Меня вызывали на совещание, Марков донес до Деникина мои мысли по созданию отряда снайперов. Я поправил полковника, что нужен не один отряд, а чем больше, тем лучше. В каждой роте должно быть отделение стрелков-снайперов, тогда эффективность как в наступлении, так и обороне увеличится на порядок. Делал зарисовки, объясняя свои мысли. Слушали меня внимательно, даже не перебивали. Понравилось. Ни разу ни один из офицеров не назвал «сукиным сыном», как это любили показывать в советском кино. Дескать, это так «ласково» офицеры благодарили солдат за хорошую службу.
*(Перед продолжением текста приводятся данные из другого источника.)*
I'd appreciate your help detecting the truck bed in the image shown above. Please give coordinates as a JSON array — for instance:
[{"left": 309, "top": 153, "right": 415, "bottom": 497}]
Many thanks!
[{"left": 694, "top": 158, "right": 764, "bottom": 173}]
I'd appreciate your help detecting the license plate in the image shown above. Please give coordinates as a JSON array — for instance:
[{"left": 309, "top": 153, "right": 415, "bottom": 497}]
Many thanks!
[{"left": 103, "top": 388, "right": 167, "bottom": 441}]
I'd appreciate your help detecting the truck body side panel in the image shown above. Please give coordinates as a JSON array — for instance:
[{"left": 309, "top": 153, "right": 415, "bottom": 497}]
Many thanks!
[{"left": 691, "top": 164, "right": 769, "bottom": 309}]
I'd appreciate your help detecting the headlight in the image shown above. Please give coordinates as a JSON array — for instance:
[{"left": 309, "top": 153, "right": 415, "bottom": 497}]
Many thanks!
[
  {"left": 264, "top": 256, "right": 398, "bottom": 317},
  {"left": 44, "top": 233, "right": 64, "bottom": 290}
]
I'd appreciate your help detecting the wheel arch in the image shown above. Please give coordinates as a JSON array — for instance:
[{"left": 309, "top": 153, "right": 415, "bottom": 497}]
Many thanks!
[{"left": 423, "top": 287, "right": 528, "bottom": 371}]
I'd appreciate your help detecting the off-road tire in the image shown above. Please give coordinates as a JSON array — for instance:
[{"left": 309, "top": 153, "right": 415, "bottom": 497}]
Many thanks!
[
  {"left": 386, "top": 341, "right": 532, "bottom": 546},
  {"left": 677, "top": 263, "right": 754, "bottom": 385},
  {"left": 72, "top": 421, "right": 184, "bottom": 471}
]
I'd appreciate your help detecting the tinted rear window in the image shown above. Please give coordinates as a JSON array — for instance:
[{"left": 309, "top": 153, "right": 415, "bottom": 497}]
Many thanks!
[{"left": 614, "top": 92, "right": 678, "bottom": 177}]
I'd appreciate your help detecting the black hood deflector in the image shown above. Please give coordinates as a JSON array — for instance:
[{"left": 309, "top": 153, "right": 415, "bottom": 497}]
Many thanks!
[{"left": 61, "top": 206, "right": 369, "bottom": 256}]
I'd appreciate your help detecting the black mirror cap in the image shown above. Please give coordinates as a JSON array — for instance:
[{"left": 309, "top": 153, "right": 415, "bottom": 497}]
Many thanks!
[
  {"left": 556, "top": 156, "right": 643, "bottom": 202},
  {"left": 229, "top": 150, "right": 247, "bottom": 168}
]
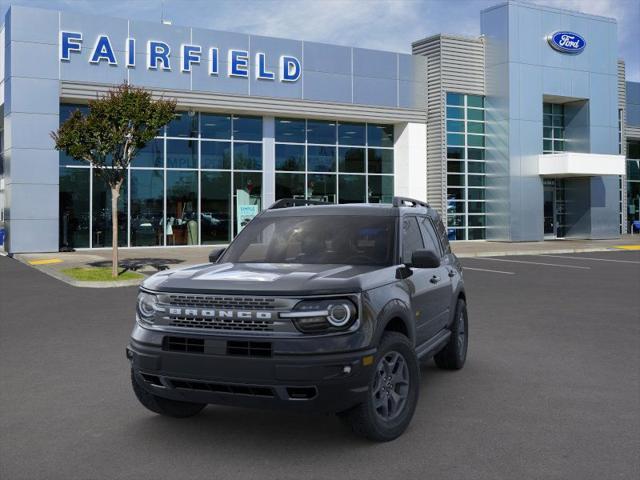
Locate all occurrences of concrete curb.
[453,247,620,258]
[12,256,147,288]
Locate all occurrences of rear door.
[402,216,440,345]
[419,216,453,334]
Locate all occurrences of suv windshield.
[220,215,396,266]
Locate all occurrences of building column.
[393,122,427,202]
[262,117,276,209]
[3,7,60,253]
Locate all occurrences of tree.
[51,83,176,278]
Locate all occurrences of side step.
[416,329,451,360]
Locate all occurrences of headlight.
[280,298,357,333]
[137,292,158,323]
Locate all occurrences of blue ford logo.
[547,32,587,54]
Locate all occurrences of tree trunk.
[111,182,122,278]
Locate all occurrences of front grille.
[169,315,273,332]
[169,295,276,310]
[162,337,204,353]
[227,340,271,357]
[169,379,275,398]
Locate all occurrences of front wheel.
[433,298,469,370]
[131,369,207,418]
[339,332,420,442]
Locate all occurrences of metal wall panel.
[412,35,485,221]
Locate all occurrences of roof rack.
[392,197,430,208]
[267,198,335,210]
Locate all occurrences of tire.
[131,369,207,418]
[338,332,420,442]
[433,298,469,370]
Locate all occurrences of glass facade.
[60,104,394,248]
[446,92,486,240]
[627,140,640,233]
[542,102,565,153]
[275,118,394,203]
[59,104,262,248]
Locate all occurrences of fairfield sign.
[59,31,302,82]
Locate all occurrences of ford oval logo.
[547,32,587,54]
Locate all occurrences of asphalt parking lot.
[0,252,640,480]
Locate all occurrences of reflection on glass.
[276,118,305,143]
[307,120,336,145]
[367,123,393,147]
[167,112,198,138]
[338,122,366,146]
[276,144,304,172]
[307,145,336,172]
[233,142,262,170]
[200,141,231,170]
[167,140,198,168]
[338,147,365,173]
[338,175,366,203]
[200,172,231,244]
[276,173,304,200]
[233,172,262,235]
[58,168,90,248]
[447,92,464,105]
[368,148,393,173]
[200,113,231,140]
[166,171,198,245]
[130,169,164,247]
[131,138,164,168]
[91,169,127,248]
[307,174,336,203]
[233,115,262,141]
[368,175,393,203]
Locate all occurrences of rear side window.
[432,215,451,255]
[402,217,424,263]
[420,217,442,257]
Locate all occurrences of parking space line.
[540,255,640,264]
[473,257,591,270]
[462,265,516,275]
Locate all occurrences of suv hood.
[142,263,395,295]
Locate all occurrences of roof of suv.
[262,198,432,217]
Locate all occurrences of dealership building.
[0,1,640,253]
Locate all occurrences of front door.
[543,178,566,238]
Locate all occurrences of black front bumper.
[127,327,375,413]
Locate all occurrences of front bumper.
[127,327,375,413]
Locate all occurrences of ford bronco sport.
[127,197,468,441]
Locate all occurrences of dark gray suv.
[127,197,468,441]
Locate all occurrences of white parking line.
[473,257,591,270]
[540,255,640,264]
[462,266,515,275]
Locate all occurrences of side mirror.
[209,247,226,263]
[410,249,440,268]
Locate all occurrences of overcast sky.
[0,0,640,81]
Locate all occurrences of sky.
[0,0,640,82]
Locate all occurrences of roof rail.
[392,197,430,208]
[267,198,335,210]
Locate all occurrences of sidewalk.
[8,235,640,288]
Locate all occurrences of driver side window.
[402,217,424,263]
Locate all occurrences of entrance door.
[543,178,567,238]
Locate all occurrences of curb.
[453,247,619,258]
[13,257,147,288]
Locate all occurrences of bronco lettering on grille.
[169,307,273,320]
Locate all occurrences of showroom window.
[275,118,393,203]
[446,92,486,240]
[542,102,565,153]
[627,140,640,233]
[60,104,263,248]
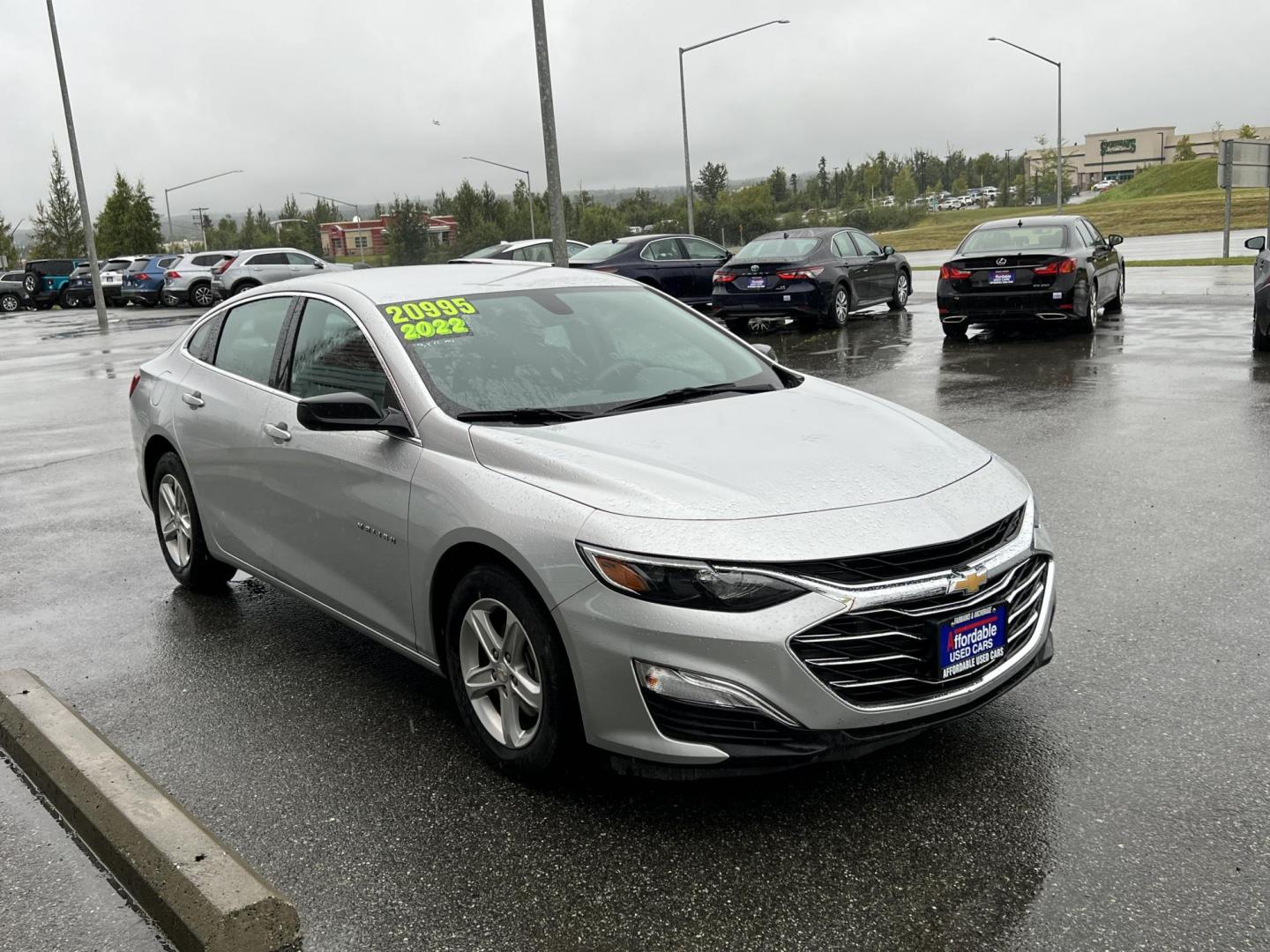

Из того отряда, в составе которого я уходил на задание, не вернулся никто. Зато и наши через пару дней накрыли группу немецких разведчиков. Это я посоветовал лучше охранять штабы и усилить передовые и тыловые дозоры. Разведчики ведь не только через передок ползают, могут и с тыла зайти, тем более что войска у нас не сплошной цепью стоят. Жалко было парней, хоть и не знал я никого из них достаточно хорошо, но все же. Даже легкий укор себе сделал за то, что сам предложил устроить дозор на том месте, где парней и обнаружили. Как бы прошло, если бы так не поступили? А черт его знает, может, и вовсе бы сразу всех положили, поди теперь угадай.